Sadece Yaş Değil Maaş da Mağduriyet Yaratıyor 

Öte yandan son seçim sürecinde Cumhurbaşkanı Erdoğan’ın EYT’lilerin gündemlerinde olmadığı söylemini hatırlatıyoruz “Bu söz bile gündemde olduğumuzu gösteriyor” diyor Gönül Boran, kendi gerçekliklerinden söz ederek gündem edilmesinin ne kadar elzem bir mesele olduğunu anlatıyor, “Bizlerin hem yaş hem de maaş mağduru olarak bağlanacak aylıklarımız artık sosyal yardım niteliğinde. Maaşlarımız 1100-1300 lira arası. 2020 lira asgari ücret belirlenmiş ve bize bağlanan maaş 1300 lira. Bununla geçinebilmek mümkün mü? Hele bir de aileyseniz, çocuklarınız var, evinizde kaynatmanız gereken bir tencere varsa… Mümkün görmüyoruz böyle bir maaşla geçinebilmeyi. Sosyal yardım niteliğinde bir maaşla değil aksine yaşanılabilir bir maaş istiyoruz. Çalışma Bakanlığı’nın son verilerine göre 1 milyon 300 bin mağdur var. Aileleriyle birlikte düşündüğümüzde bu yasadan mağdur olan yurttaşların sayısı ciddi bir rakama ulaşıyor.”

İstanbul Belediye Başkanı adaylarından Binali Yıldırım’ın seçim arifesindeki kendisine EYT’lilere ilişkin soruya verdiği “İlgili bakanlığımız çalışmalarını yapıyor” yanıtına dair de “Bakanlığın çalışması var denilen süreçte bunun icraata dökülmesi gerektiğini düşünüyoruz. Çocuk değiliz, yaşadığımız manzarayı biz biliyoruz, biz sürekli randevu talebimizi dile getiriyoruz. Sayın Cumhurbaşkanımıza. Bir de bizi bizden dinleyin istiyoruz ama olmuyor” diye karşılık veriyor.

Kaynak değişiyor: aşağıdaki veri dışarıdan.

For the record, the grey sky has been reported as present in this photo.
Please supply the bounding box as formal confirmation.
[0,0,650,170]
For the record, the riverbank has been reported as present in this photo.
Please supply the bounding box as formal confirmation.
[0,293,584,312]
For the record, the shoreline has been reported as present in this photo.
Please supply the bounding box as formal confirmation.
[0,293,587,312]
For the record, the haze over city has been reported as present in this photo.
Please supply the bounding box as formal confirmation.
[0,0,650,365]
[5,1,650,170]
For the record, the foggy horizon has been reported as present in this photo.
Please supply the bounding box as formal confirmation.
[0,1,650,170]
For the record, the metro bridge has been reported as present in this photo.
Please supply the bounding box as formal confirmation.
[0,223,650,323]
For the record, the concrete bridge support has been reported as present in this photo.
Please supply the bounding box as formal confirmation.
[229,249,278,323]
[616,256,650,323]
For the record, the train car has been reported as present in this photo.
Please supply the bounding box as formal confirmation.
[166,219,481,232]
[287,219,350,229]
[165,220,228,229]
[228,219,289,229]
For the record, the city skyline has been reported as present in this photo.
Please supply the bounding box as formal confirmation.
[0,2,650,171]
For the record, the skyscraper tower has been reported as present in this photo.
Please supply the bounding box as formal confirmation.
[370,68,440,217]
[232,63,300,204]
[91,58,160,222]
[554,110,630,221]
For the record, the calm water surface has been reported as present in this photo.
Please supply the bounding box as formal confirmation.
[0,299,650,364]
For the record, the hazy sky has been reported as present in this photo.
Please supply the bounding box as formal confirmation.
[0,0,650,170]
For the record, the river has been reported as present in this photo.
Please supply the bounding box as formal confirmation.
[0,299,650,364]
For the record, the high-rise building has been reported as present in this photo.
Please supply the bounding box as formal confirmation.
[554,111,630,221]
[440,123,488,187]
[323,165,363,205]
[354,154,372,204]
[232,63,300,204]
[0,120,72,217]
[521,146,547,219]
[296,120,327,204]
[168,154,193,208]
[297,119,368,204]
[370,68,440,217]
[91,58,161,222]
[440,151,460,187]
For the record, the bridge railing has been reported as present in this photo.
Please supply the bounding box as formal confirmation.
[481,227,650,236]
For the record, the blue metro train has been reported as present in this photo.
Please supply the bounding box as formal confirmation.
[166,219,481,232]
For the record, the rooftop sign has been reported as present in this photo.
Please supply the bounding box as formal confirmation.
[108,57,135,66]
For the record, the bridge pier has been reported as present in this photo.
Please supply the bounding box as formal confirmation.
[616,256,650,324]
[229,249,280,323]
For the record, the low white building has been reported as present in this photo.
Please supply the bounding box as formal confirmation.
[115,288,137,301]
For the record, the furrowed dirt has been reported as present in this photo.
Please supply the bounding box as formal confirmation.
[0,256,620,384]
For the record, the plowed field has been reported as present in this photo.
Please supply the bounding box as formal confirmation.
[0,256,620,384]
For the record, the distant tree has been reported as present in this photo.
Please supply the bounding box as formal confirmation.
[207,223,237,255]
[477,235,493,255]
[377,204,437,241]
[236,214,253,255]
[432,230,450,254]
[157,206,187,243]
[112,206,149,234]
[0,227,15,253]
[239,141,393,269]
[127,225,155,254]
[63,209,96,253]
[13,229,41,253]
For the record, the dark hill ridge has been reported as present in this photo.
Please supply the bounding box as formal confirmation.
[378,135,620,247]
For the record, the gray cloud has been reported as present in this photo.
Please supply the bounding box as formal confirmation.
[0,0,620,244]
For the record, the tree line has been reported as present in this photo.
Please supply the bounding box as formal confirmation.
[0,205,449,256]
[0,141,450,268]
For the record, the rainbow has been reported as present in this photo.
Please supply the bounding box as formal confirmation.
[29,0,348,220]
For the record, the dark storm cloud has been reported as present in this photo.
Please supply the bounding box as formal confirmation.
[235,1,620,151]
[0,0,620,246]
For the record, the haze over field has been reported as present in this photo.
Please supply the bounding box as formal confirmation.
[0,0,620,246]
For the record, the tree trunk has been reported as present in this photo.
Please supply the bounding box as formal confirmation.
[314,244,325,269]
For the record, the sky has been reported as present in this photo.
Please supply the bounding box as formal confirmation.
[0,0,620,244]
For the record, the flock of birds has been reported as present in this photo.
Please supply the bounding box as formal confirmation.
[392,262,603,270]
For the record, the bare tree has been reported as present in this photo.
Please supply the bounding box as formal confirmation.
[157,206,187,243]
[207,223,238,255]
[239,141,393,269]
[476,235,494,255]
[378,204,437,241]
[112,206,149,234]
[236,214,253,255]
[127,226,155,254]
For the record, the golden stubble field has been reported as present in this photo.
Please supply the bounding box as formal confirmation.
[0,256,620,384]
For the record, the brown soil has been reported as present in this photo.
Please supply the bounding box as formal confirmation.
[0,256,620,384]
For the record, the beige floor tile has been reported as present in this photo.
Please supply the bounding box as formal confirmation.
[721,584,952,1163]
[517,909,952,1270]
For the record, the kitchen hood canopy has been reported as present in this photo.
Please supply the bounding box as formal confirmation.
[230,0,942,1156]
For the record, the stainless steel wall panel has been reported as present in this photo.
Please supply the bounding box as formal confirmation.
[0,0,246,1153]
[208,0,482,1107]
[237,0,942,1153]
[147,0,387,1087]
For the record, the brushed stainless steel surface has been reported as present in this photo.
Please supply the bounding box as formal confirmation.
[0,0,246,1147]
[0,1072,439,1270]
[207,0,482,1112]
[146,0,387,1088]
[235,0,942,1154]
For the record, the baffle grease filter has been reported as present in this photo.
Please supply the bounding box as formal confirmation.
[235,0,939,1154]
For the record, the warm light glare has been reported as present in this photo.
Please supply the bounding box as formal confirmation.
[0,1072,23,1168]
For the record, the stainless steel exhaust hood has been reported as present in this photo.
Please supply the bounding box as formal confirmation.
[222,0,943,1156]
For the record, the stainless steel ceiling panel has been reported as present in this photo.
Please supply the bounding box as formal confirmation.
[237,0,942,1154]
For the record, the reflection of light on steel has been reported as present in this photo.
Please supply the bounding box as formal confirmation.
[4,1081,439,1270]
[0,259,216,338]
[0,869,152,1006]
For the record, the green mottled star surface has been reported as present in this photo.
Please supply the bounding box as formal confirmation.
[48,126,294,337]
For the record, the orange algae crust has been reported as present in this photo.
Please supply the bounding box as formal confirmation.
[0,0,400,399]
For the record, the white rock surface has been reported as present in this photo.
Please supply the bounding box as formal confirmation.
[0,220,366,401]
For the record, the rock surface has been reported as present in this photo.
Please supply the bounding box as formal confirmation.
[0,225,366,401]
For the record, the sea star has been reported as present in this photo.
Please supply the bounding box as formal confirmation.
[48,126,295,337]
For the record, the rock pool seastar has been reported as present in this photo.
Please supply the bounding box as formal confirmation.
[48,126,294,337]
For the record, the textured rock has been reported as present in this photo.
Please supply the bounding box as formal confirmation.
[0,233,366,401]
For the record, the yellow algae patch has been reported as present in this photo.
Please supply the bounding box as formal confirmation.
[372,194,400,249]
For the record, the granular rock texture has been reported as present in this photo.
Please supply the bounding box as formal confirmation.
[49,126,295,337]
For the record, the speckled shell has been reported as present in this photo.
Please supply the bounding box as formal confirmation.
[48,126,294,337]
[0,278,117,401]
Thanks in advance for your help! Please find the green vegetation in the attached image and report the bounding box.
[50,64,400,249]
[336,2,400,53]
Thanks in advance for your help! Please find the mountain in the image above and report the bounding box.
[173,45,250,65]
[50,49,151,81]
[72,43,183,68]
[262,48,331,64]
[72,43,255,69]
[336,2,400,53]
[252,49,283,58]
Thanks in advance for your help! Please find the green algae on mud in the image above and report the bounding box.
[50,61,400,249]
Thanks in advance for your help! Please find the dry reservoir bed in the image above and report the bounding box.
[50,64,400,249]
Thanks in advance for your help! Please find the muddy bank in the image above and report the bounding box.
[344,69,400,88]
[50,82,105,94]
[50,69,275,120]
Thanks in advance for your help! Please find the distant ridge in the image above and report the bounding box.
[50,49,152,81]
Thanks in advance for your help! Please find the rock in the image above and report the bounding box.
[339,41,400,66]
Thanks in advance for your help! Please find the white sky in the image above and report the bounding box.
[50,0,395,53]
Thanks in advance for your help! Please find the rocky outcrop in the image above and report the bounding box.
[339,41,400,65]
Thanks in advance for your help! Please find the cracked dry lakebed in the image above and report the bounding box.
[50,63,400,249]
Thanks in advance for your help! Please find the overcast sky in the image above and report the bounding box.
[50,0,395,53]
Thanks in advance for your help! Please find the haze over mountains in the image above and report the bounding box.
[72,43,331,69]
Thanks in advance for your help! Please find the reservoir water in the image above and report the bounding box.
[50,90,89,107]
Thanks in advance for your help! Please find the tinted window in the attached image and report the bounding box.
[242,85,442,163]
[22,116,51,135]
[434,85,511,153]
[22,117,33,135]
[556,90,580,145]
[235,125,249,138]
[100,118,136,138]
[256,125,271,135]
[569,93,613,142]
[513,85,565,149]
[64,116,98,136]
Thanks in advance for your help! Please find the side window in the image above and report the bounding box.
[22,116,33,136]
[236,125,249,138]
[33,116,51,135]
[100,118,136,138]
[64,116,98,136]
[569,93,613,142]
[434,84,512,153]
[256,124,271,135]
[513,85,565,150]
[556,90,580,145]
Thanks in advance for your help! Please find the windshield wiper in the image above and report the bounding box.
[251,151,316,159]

Boran: Hak Mücadelesine de Hep Birlikte Sahip Çıkmalıyız 

Elbette bu hak gaspı sadece EYT’lilerin meselesi değil. EYT’liler kadar tüm halkı ilgilendiriyor bu mağduriyet. Bu yüzden bu hak mücadelesine de hep birlikte sahip çıkmamız şart. Sivil toplumun payına neler düştüğünü anlatan Boran, bir çağrıda yapıyor aynı zamanda, “Şimdi birlik olmalıyız,  çünkü hak mağduriyeti bugün bize yarın bir başkasına. Biz geleceğimiz olan çocuklarımıza da sesleniyoruz. Yaşınız genç daha görecek çok yıllarınız var ama bu yıllar çalışma hayatında o kadar çabuk geçiyor ki bir baktınız yaşınız el vermiyor çalışmaya… 65 yaş gibi Türkiye ortalamasının kaldıramayacağı bir yaş ortalamasıyla emekli olma çabası içerisinde olacaklar. Gelsinler bu mücadeleyi dernekler, sendikalar olarak birlikte verelim. Bu bir hak mücadelesi, bu burada da bitmeyecek. Yaşanılan o kadar çok mağduriyet var ki. Ne zaman birlik olunursa, ne zaman tek yürek olursak eminiz ki o zaman üstesinden gelebiliriz bu mağduriyetlerin. Yeter ki bu birlikteliği sağlayalım…”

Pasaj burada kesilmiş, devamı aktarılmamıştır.